A strong association between TTF-1 expression and interstitial lung disease in predicting the efficacy of PD-1 inhibitor for nonsquamous NSCLC patients.

Abstract

Background: Thyroid transcriptional factor-1 (TTF-1) is associated with the development of interstitial lung disease (ILD) and is a mutational target in lung adenocarcinoma with ILD. TTF-1 expression is also associated with the efficacy of pemetrexed-based chemotherapy for nonsquamous nonsmall cell lung cancer (NS-NSCLC). However, the relationship between TTF-1 expression and the efficacy of immunotherapy using programmed cell death 1 inhibitor (PD-1i), especially in lung cancer patients with ILD, remains unclear.

Methods: Medical data of NS-NSCLC patients treated with PD-1i at multiple centres were analysed retrospectively. Patients were divided into those with or without concomitant ILD, with the two cohorts further stratified by TTF-1 expression.

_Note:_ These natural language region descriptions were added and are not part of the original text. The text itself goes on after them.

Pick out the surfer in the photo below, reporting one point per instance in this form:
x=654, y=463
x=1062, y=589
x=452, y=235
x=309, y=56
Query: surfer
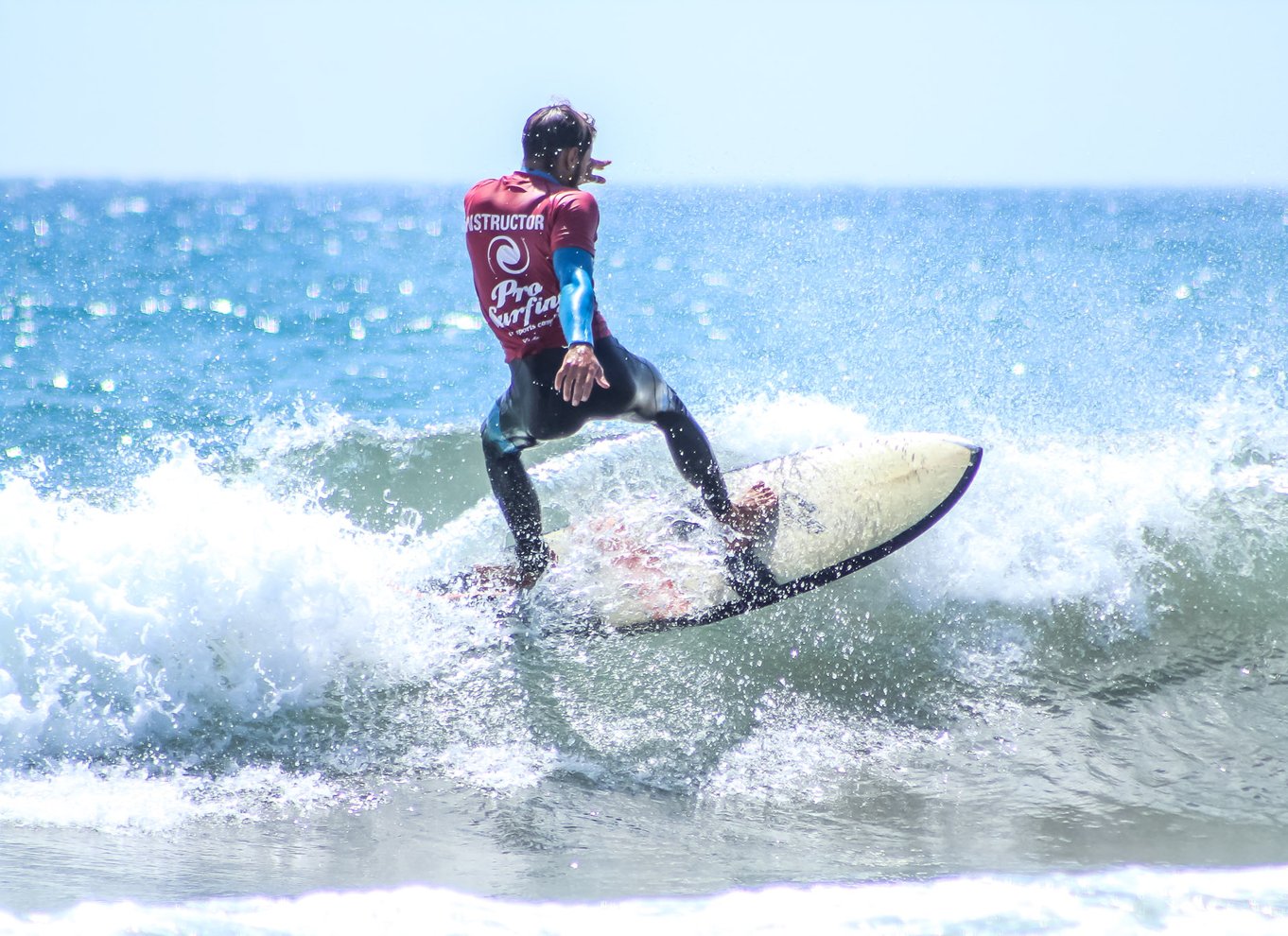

Results: The study population included 62 NS-NSCLC patients, 34 with and 28 without ILD. Median progression-free survival (PFS) during PD-1i treatment was significantly shorter in TTF-1-negative than -positive patients (2.0 versus 12.1 months, p=0.004) in the ILD cohort but did not differ significantly in the non-ILD cohort (1.8 versus 2.6 months, p=0.63). Median overall survival (OS) was also significantly shorter in TTF-1-negative than -positive patients in the ILD cohort (14.5 versus 42.5 months, p=0.018) but not in the non-ILD cohort (33.7 versus 37.1 months, p=0.53). Cox regression analyses showed that absence of TTF-1 expression was an independent risk factor for PFS (hazard ratio (HR) 2.75, p=0.024) and OS (HR 2.81, p=0.012) in the ILD cohort.

Conclusion: TTF-1 expression in NS-NSCLC patients with ILD may predict prognosis when treated with PD-1i.